Full Description
Around 1350, a young Jewish girl in a French village begins to have premonitions of the future. She draws rockets in the sand, explains these marvels to her grandfather, and visits a silent madwoman. The streets of the village are populated by farmers selling produce, itinerant storytellers and renegade friars. Like most of Meredith Monk's performance works, BOOK OF DAYS weaves together characters, music, movement, time and space. In this remarkably moving film, Monk skillfully draws parallels between a time of plague and fear of Apocalypse, and our time of AIDS and fear of nuclear annihilation.
Filmmaker Bio(s)
Meredith Monk is a composer, singer, creator of new opera and musical theater works, films and installations. A pioneer in what is now called extended vocal technique and interdisciplinary performance, she is the fourth generation singer in her family. Since graduating from Sarah Lawrence College in 1964, she has created more than 100 works. During a career that spans more than 35 years she has been acclaimed by audiences and critics as a major creative force in the performing arts.
Monk has received numerous awards throughout her career, including the prestigious MacArthur Genius Award in 1995, two Guggenheim Fellowships, a Brandeis Creative Arts Award, three Obies (including an award for Sustained Achievement), two Villager Awards, a Bessie for Sustained Creative Achievement, the 1986 National Music Theatre Award, sixteen ASCAP Awards for Musical Composition and the 1992 Dance Magazine Award. She holds honorary Doctor of Arts degrees from Bard College, the University of the Arts, The Julliard School, and the San Francisco Art Institute. Her recordings Dolmen Music (ECM New Series) and Our Lady of Late: The Vanguard Tapes (Wergo) were honored with the German Critics Prize for Best Records of 1981 and 1986. Her music has been heard in numerous films, including La Nouvelle Vague by Jean-Luc Godard and The Big Lebowski by Joel and Ethan Coen. A new publishing relationship with Boosey & Hawkes will make Meredith Monk's music available to a wider public for the first time.
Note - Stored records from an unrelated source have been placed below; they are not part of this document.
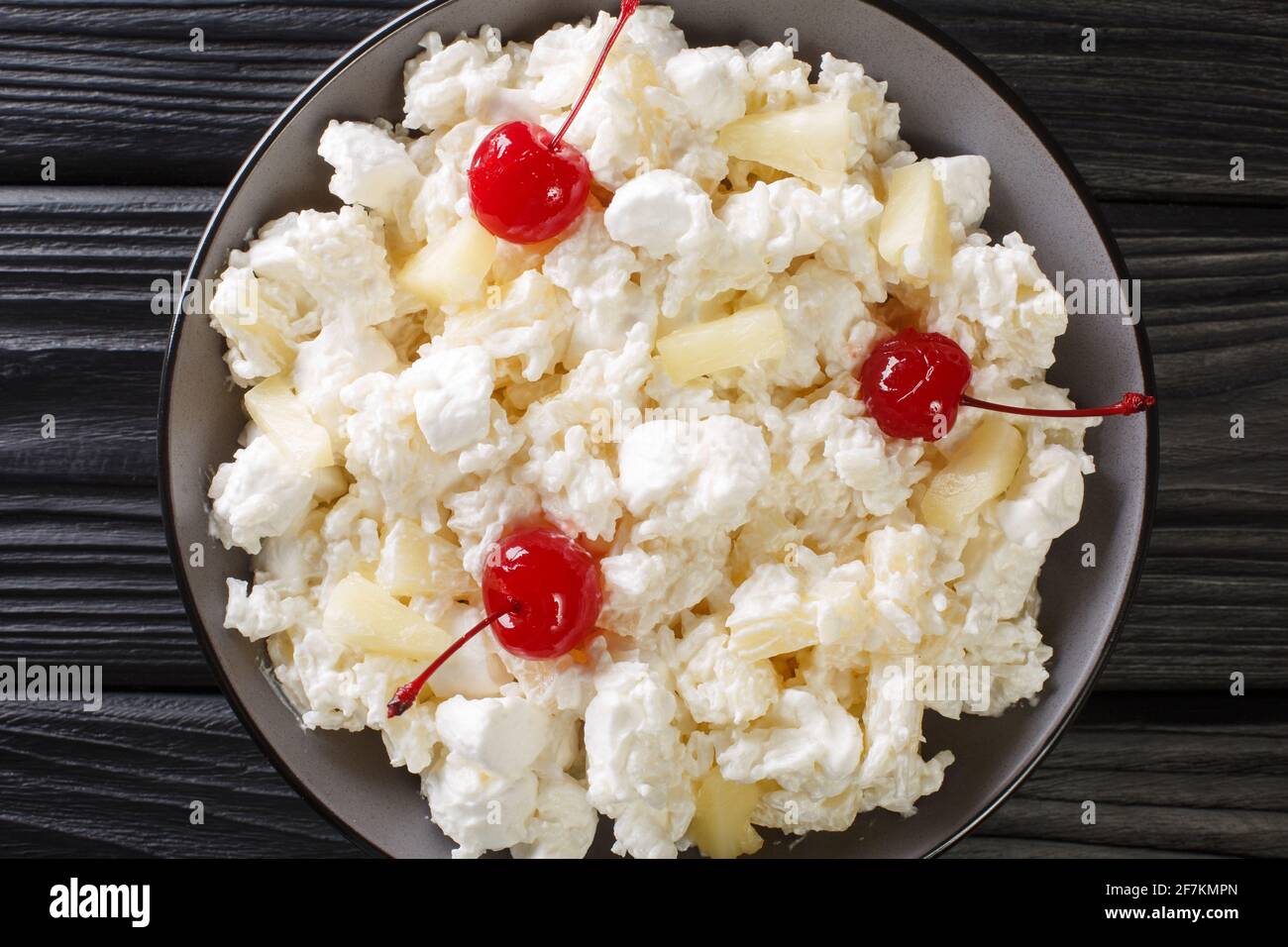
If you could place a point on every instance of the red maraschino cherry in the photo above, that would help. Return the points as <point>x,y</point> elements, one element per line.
<point>914,381</point>
<point>542,594</point>
<point>528,185</point>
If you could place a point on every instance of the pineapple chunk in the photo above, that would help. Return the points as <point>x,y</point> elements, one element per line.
<point>809,142</point>
<point>287,423</point>
<point>454,269</point>
<point>914,237</point>
<point>369,618</point>
<point>416,564</point>
<point>721,825</point>
<point>979,471</point>
<point>780,634</point>
<point>743,338</point>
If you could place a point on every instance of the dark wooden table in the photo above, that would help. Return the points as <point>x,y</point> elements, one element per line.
<point>145,133</point>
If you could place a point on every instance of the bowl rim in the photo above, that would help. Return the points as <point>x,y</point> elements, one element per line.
<point>935,35</point>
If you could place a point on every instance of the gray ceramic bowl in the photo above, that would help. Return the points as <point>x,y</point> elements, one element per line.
<point>951,106</point>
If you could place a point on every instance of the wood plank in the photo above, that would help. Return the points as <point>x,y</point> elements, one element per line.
<point>125,779</point>
<point>85,571</point>
<point>1159,108</point>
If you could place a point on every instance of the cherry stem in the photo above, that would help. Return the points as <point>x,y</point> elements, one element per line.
<point>406,694</point>
<point>629,7</point>
<point>1129,405</point>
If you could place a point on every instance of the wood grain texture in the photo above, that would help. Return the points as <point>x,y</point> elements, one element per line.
<point>1171,94</point>
<point>112,91</point>
<point>1168,777</point>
In 1965 Monk began her groundbreaking exploration of the voice as a multi-faceted instrument and subsequently composed and performed many solo pieces for unaccompanied voice and voice/keyboard. In 1978 she formed Meredith Monk and Vocal Ensemble to further expand her musical textures and forms. She has made more than a dozen recordings, most of which are on the ECM New Series label. Her music has been performed by numerous soloists and groups including The Chorus of the San Francisco Symphony, Musica Sacra, The Pacific Mozart Ensemble, Double Edge, and Bang On A Can All-Stars, among others.
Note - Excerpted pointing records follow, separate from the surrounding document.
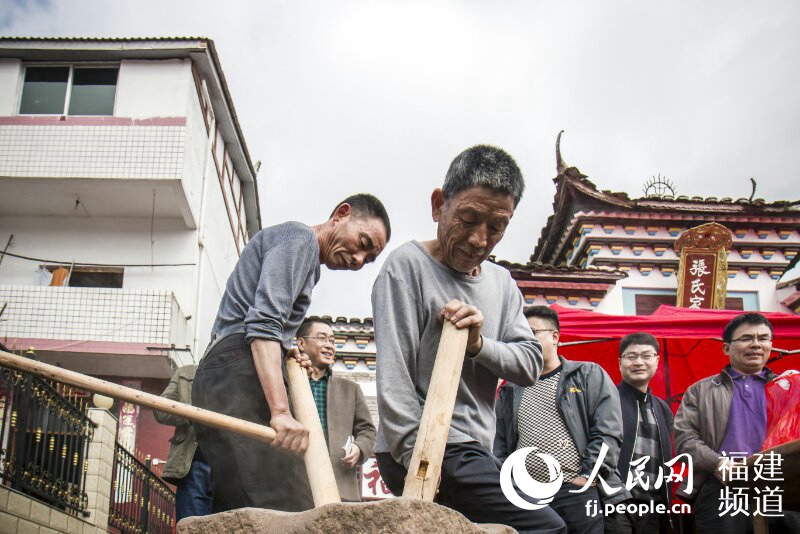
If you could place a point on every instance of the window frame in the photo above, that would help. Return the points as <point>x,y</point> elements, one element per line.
<point>90,269</point>
<point>68,94</point>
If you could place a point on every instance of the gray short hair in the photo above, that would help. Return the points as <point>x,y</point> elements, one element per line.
<point>484,166</point>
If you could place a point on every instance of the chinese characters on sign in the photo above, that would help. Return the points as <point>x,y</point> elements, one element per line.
<point>698,280</point>
<point>767,501</point>
<point>372,485</point>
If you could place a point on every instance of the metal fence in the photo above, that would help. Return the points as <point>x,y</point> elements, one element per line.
<point>140,501</point>
<point>44,439</point>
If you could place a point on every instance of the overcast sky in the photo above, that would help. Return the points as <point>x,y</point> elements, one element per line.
<point>350,96</point>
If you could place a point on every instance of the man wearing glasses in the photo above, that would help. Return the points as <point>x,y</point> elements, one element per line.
<point>447,278</point>
<point>343,411</point>
<point>647,431</point>
<point>725,415</point>
<point>569,413</point>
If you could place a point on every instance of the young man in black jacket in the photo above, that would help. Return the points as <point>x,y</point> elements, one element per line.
<point>647,431</point>
<point>568,414</point>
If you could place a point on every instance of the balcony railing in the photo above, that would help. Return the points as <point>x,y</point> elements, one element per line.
<point>140,501</point>
<point>44,440</point>
<point>145,316</point>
Monk is a pioneer in site-specific performance, creating works such as Juice: A Theater Cantata In 3 Installments (1969) and most recently American Archeology #1: Roosevelt Island (1994). She is also an accomplished filmmaker who has made a series of award-winning films including Ellis Island (1981) and her first feature, Book Of Days (1988), which was aired on PBS, shown at the New York Film Festival and selected for the Whitney Museum’s Biennial. A retrospective art exhibition, Meredith Monk: Archeology of an Artist, opened at The New York Public Library for the Performing Arts at Lincoln Center in 1996. Other recent art exhibits are comprised of a major installation, Art Performs Life at The Walker Art Center, a show “Shrines” at the Frederieke Taylor / TZ’ Art Gallery and inclusion in the Whitney Museum Century of American Art. A monograph, Meredith Monk, edited by Deborah Jowitt was released by Johns Hopkins Press in 1997.
In July 2000 her music was honored by a three concert retrospective as part of the Lincoln Center Festival. Earlier this year Meredith Monk and Vocal Ensemble completed a seven-week domestic tour of her latest work - Magic Frequencies: a science fiction chamber opera and in the spring of 1999 a domestic tour of A Celebration Service, a nonsectarian worship service commissioned by the American Guild of Organists and Union Theological Seminary that melds her haunting vocal music with spiritual texts drawn from two millennia. In October 1999 Monk performed a Vocal Offering for His Holiness, the Dalai Lama as part of the World Festival of Sacred Music in Los Angeles.